The Lord do.—Rather, The Lord will do. Joab’s courage rose here to that highest point which is marked by the full trust that whatever may be the result, it will be that which seems best to Infinite wisdom and love.

Verse 13

(13) Against the Syrians.—The attack was begun, not against both parts of the foe at once, but Joab threw the weight of his forces against the stronger division of the enemy while Abishai watched and held in check the Ammonites. His tactics were completely successful. The Syrians fled, and the Ammonites, seeing that the whole army of Israel could now be thrown upon them, retired precipitately into the city.

Verse 14

(14) Came to Jerusalem.—Why the victory was not at once followed up it is not said. Perhaps the army of Israel was too much exhausted by their victory; perhaps they were unprovided with the necessaries for a siege; and perhaps the season was already too far advanced. Whatever may have been the cause, the delay gave the allies opportunity to rally.

Verse 16

(16) Hadarezer.—On the form of the name see Note on 2 Samuel 8:3. He felt the importance of the defeat he had sustained, and now evidently made an effort to rally all his forces, even calling together vassal tribes from beyond the Euphrates.

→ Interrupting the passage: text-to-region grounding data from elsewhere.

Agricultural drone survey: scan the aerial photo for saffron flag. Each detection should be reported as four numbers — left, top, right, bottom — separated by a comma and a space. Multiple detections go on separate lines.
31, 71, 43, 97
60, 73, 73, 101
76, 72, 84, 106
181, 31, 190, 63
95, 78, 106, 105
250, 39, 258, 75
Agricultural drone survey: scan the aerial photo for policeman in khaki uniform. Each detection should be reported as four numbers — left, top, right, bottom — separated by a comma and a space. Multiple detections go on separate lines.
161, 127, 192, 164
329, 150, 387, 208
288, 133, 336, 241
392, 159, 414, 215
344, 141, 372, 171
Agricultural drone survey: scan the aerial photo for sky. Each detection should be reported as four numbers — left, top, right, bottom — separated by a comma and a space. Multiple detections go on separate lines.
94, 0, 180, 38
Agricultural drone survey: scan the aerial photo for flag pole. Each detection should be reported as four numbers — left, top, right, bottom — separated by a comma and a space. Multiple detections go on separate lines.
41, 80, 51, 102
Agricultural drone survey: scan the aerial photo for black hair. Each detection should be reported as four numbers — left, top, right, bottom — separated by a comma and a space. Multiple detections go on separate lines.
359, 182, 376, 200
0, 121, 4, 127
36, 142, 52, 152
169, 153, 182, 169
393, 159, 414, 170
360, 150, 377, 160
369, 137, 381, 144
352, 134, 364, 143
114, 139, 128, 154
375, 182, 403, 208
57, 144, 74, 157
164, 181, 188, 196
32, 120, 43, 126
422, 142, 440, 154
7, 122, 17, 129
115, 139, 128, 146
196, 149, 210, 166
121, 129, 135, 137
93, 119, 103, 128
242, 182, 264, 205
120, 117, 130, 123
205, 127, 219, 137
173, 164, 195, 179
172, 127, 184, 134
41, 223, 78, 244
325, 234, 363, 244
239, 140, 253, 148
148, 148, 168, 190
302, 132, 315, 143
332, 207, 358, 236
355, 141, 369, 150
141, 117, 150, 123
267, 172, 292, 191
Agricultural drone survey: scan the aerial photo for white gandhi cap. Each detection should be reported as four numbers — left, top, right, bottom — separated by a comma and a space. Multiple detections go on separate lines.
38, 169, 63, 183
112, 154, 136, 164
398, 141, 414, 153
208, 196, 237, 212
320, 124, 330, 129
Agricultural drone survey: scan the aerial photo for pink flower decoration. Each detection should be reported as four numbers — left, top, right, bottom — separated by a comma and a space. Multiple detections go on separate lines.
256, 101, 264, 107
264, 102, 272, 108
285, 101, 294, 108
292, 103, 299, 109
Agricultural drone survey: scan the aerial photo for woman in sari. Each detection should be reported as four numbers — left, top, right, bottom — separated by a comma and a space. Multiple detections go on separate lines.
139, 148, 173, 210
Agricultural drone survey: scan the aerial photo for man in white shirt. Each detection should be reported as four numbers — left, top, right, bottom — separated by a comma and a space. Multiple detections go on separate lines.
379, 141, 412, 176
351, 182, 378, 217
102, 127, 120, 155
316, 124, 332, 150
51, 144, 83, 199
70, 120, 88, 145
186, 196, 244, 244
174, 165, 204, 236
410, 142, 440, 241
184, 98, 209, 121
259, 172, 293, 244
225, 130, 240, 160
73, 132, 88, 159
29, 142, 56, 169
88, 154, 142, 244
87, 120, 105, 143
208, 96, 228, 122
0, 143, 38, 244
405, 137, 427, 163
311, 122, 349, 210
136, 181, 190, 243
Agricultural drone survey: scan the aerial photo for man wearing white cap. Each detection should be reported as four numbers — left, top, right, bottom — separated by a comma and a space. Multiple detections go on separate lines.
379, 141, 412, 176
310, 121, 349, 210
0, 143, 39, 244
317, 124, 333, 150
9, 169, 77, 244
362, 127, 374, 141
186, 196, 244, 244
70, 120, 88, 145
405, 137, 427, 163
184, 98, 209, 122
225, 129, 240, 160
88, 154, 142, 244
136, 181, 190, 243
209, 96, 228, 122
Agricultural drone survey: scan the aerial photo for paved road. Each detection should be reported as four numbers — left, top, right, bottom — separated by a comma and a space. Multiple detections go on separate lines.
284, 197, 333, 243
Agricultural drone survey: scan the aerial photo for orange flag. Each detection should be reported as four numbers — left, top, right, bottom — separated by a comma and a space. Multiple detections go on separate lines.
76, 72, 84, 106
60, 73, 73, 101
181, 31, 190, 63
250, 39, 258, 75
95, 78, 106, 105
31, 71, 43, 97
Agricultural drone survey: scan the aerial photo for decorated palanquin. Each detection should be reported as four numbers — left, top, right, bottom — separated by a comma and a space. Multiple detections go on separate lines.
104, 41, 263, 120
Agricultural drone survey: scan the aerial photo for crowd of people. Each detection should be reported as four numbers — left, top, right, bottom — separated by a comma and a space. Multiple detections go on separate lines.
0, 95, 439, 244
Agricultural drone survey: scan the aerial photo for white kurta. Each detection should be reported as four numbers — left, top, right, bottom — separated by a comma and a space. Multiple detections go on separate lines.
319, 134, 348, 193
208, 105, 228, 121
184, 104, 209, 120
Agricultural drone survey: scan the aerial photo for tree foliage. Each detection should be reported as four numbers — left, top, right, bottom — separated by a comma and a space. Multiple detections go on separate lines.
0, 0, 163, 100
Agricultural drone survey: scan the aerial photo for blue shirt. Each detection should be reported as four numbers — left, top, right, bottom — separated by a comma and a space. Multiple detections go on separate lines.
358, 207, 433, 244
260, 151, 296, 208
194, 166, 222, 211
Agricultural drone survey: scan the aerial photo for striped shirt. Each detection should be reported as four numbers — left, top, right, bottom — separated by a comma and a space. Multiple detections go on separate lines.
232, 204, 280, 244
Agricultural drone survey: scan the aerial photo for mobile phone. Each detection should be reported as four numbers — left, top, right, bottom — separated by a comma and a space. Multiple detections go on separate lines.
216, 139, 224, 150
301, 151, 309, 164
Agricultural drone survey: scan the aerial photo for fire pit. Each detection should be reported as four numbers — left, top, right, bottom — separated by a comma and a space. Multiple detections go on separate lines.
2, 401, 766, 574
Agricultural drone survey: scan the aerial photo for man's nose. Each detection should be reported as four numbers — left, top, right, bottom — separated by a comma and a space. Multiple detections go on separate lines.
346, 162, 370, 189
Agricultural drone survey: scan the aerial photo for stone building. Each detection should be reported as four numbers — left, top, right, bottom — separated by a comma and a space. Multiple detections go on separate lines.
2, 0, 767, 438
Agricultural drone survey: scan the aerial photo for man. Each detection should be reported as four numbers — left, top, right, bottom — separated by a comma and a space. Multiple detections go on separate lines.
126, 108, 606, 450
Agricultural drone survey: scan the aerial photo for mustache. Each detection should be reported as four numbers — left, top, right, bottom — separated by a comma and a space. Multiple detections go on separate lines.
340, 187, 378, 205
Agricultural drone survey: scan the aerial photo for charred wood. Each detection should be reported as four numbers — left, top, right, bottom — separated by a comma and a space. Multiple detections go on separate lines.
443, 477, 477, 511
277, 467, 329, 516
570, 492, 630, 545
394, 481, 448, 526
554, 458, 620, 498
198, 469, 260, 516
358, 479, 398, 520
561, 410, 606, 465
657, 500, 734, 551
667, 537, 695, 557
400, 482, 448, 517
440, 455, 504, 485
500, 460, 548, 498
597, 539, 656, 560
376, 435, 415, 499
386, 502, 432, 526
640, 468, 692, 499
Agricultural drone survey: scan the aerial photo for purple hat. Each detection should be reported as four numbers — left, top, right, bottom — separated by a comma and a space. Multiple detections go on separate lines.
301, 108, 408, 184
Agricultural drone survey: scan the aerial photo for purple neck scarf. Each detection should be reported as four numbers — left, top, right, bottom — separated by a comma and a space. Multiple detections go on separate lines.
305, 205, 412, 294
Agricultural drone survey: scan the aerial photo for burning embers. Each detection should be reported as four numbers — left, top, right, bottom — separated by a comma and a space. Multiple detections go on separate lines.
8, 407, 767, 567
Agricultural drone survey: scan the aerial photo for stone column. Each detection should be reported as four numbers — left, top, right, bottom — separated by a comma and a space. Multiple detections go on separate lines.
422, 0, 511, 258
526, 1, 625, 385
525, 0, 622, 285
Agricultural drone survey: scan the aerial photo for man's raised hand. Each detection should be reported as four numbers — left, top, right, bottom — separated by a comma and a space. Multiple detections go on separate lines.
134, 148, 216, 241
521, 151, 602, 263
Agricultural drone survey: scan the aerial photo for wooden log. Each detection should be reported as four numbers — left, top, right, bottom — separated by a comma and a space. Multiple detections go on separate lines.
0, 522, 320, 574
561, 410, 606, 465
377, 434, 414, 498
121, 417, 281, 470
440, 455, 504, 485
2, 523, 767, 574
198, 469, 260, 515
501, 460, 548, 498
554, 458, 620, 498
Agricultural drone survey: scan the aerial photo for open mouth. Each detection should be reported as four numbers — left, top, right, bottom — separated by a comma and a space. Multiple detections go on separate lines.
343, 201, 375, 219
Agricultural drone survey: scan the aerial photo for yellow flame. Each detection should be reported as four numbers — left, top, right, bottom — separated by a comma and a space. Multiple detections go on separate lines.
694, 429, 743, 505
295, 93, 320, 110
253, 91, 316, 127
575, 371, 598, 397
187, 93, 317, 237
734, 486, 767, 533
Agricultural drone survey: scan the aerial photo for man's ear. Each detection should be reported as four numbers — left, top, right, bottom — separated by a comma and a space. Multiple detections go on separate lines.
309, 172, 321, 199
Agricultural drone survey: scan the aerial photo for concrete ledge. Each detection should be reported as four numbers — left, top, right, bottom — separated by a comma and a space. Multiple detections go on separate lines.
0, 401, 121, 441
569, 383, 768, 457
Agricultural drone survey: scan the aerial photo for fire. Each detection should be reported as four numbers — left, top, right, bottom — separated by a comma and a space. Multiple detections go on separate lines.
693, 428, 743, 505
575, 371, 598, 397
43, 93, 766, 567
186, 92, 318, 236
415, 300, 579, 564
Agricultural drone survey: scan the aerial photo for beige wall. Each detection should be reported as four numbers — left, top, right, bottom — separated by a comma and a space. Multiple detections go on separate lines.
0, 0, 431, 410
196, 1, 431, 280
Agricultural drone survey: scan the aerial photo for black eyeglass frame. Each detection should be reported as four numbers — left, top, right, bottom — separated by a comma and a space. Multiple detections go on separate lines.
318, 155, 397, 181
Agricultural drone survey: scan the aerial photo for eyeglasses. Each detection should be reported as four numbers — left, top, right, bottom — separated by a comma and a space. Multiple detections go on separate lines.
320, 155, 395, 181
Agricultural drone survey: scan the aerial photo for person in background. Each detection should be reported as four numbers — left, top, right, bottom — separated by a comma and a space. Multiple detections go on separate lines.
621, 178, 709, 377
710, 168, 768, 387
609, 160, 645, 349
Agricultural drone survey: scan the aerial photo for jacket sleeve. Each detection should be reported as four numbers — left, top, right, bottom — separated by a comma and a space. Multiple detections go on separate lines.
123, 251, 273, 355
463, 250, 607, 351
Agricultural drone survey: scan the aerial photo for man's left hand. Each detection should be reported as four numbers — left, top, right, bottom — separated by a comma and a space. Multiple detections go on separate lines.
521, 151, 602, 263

They came to Helam.—The Hebrew word here is not necessarily a proper name, and might be translated their host; but as the name unquestionably occurs in 2 Samuel 10:17, it is better taken as a proper name here also. It is entirely omitted in Chronicles. Its exact situation is unknown, but from 2 Samuel 8:3; 1 Chronicles 18:3, it is plain that it was in the general direction of the Euphrates and not very far from Hamath.

Verse 17

(17) He gathered . . . and passed.—David, hearing of the great Syrian rally, now took the field in person. Joab may have been with him, but more probably was employed at the south in holding the Ammonites in check and preventing their forming a junction with their confederates.

Verse 18

(18) Seven hundred chariots.—In this campaign David delivered a crushing blow upon his foes, from which they did not recover during the rest of his reign or that of his son. For the seven hundred here 1 Chronicles 19:18 has seven thousand, which is almost an incredible number of chariots, and the number here is evidently the more correct; but the same place has forty thousand footmen, while here it is forty thousand horsemen. Probably both statements are meant to include both infantry and cavalry, though only one of them is especially mentioned in each case. Comp. Note on 2 Samuel 10:6.

Verse 19

(19) Servants to Hadarezer.—The vassal kings, who had been tributary to Hadarezer, now transferred their allegiance to David; but it is not said that Hadarezer himself became a tributary, though it is plain from 2 Samuel 8:3-7, that he was greatly weakened and suffered the loss of large booty. From 1 Kings 11:23-24, it is plain that an escaped dependent of Hadarezer maintained himself in the territory of Damascus as an enemy of Israel; it is also stated in 1 Kings 4:21, that Solomon “reigned over all kingdoms” from the Euphrates to the border of Egypt. It is therefore probable that Hadarezer also acknowledged the suzerainty of David and Solomon.